Corral used the predraft interview process to persuade detractors.
“There were quite a few concepts that were very similar to what we had at Ole Miss,” he said. “Specifically in our situational downs — third down, fourth down and our shot plays — a lot of them were concepts taken from the NFL. So when (teams) would show me these concepts, I would translate it to what we did at Ole Miss and it was the same exact thing, same exact read.”
How he fits: The Panthers made no secret throughout the offseason that they planned to add another quarterback, with general manager Scott Fitterer telling Darnold there was a good chance there would be another QB on the roster by the end of the weekend. Corral is the third quarterback on the roster, joining Darnold and P.J. Walker, and will have a chance to compete for the starting job as a rookie, provided he can smoothly transition to more of a pro-style offense.

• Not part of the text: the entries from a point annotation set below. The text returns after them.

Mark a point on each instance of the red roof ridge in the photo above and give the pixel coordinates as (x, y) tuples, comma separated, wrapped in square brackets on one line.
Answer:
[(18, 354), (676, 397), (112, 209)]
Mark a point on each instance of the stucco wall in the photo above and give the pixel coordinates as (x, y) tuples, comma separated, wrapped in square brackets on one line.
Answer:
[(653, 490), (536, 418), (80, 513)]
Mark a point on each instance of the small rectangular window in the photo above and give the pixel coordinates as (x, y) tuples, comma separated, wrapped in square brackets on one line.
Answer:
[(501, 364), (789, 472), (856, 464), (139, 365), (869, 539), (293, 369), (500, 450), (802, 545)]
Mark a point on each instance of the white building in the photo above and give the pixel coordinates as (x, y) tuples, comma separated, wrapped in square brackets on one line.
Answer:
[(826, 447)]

Second guess? The Panthers did extensive work on all five of the top quarterbacks in the draft, and some fans and media thought they should have drafted Willis, a charismatic athlete with a big upside, but someone who will need a year or two to develop. Corral played in a heavy RPO offense under Kiffin, and Rhule said he would probably need some time to both grow his game and his frame, which is on the lean side at 6-2 and 212 pounds. There are some durability questions with Corral, who injured his ankle in the Sugar Bowl and wasn’t able to work out at the combine. Corral also has some off the-field baggage, including a fight with Wayne Gretzky’s son (Tristan) that played a part in Corral switching high schools in southern California. Corral, who has talked publicly about battling depression, has dealt with a “multitude of issues, including alcohol and related issues,” NFL Network’s Ian Rapoport said Friday during the draft broadcast. “He has had unreliable behavior off the field and he really, really struggled in some interviews with teams.”

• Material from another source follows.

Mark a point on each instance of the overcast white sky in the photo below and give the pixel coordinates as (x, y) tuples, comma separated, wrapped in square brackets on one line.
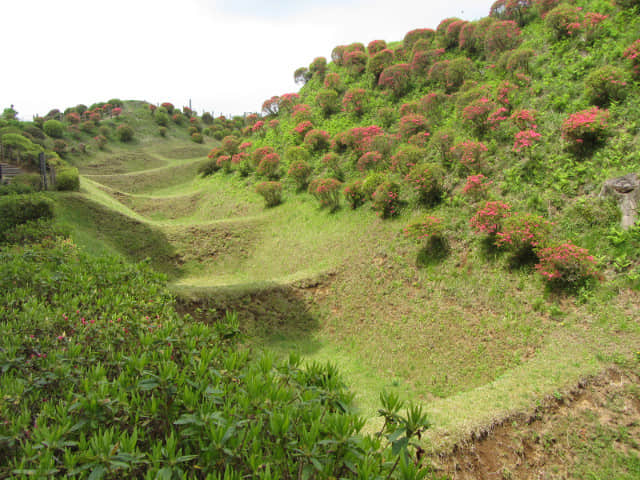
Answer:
[(226, 56)]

Rookie impact: The way Rhule talked Friday, it sounds like the Panthers aren’t going to rush Corral. As a third-round pick rather than a first-rounder, Rhule said Corral wouldn’t feel any “pressure” to play immediately. The fact that the Panthers still have Darnold — and his guaranteed $18.8 million salary — allows them to give Corral time to learn the offense and get comfortable in Ben McAdoo’s system. Rhule made it clear that Darnold will go to training camp as the starter.
Depth-chart impact: The Panthers have had three quarterbacks on the roster in each of Rhule’s first two seasons, and Darnold and Corral are locks. Whether Carolina keeps Walker likely will depend on their needs at other position groups.

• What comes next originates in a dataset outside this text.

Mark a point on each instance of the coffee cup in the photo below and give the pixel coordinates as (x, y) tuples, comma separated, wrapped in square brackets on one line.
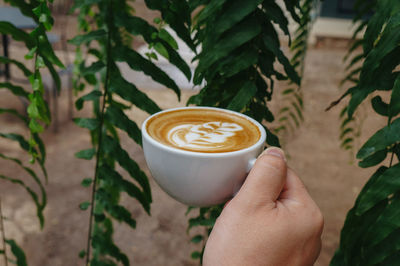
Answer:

Fast evaluation: Corral had an erratic pro day performance, with a lot of balls hitting the ground at the Rebels’ indoor facility. But he showed off what most draft analysts consider to be the quickest release of any of the top quarterbacks in the draft. Corral has good instincts, toughness and a willingness to sacrifice his body while leaving the pocket, which he’ll need to limit if he wants to survive in the NFL.